Le fait que l'expert ne soit pas en adéquation avec les demandes de Mme [V] [K] sur ce point ne signifie pas qu'il a failli à sa mission, alors que manifestement, il a répondu à toutes les questions que la cour lui avait posées dans le cadre de cette mission d'expertise.

S'agissant de l'absence de mention d'une éventuelle rechute, il convient de relever qu'aucun élément versé aux débats ne permet d'établir que Mme [V] [K] ait déclaré auprès de la caisse primaire d'assurance maladie du Gard une éventuelle rechute ou une aggravation des lésions initiales et ait produit à cet effet un certificat médical en ce sens, de sorte que les griefs invoqués par Mme [V] [K] à l'encontre de l'expert sur ce point ne sont pas fondés.

S'agissant de la situation actuelle de Mme [V] [K], contrairement à ce qu'elle prétend, l'expert judiciaire a bien repris ses doléances sur ce point.

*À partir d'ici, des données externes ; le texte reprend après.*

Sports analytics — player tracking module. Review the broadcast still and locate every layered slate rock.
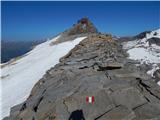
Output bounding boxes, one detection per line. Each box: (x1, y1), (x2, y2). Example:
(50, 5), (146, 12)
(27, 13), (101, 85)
(5, 34), (160, 120)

Enfin, force est de constater que l'expert judiciaire a répondu au conseil de Mme [V] [K] par un courrier daté du 27 octobre 2020 dans lequel il rappelait que son rapport déposé le 02 septembre 2020 annexait in extenso son dire n°2, précisait en première page la chronologie des arguments reçus et en 5ème page mentionnait la suite donnée à ces observations, il indiquait ne pas avoir annexé le dire du docteur [Y] puisqu'il n'est ni partie ni conseil, et rappelait que 'l'affaire a fait l'objet d'un débat contradictoire initial puis d'un pré-rapport'.

Au vu de l'ensemble de ces éléments, il apparaît que les opérations d'expertise réalisées par le docteur [S] [M] sont régulières l'ont été dans le respect du contradictoire, que son rapport repose sur une discussion médicale documentée et argumentée sérieuse et détaillée dont les conclusions sont claires, précises et dénuées de toute ambiguité.

Il n'y a donc pas lieu de faire droit aux demandes de Mme [V] [K] de contre-expertise et d'un complément d'expertise.

Sur la réparation des préjudices subis par Mme [V] [K] :

Il convient de rappeler qu'en cas de faute inexcusable, la victime a droit à une indemnisation complémentaire prévue à l'article L452-1 du code de la sécurité sociale, laquelle prend la forme d'une majoration de la rente forfaitaire ainsi qu'à la réparation du préjudice causé par les souffrances physiques et morales endurées, de ses préjudices esthétiques et d'agrément et du préjudice résultant de la perte ou de la diminution des possibilités de promotion professionnelle, conformément à l'article L452-3.

La victime peut également demander réparation de l'ensemble des dommages non couverts par le livre IV du code de la sécurité sociale.

Comme démontré précédemment, contrairement à ce que soutient Mme [V] [K], il apparaît que les conclusions du rapport déposé par le docteur [S] [M] sont précises et détaillées, non sérieusement remises en cause par les parties et constituent donc une base fiable de l'évaluation des préjudices qu'elle a subis.

L'expert mentionne dans son rapport la nature des lésions subies par Mme [V] [K] consécutivement à l'accident dont elle a été victime le 05 juillet 2011 : 'état de stress post traumatique réactionnel à des difficultés professionnelles, l'accident est à l'origine d'un élément traumatisant dans un contexte professionnel débordant les capacités de défense de Mme [V] [K] et ayant évolué vers un état dépressif résistant chronicisé marqué par l'association d'un état anxieux, d'une certaine inhibition psychomotrice et d'une dévalorisation. Cet état a nécessité une prise en charge psychiatrique assidue assortie d'un traitement psychotrope lourd, non moins assidu'.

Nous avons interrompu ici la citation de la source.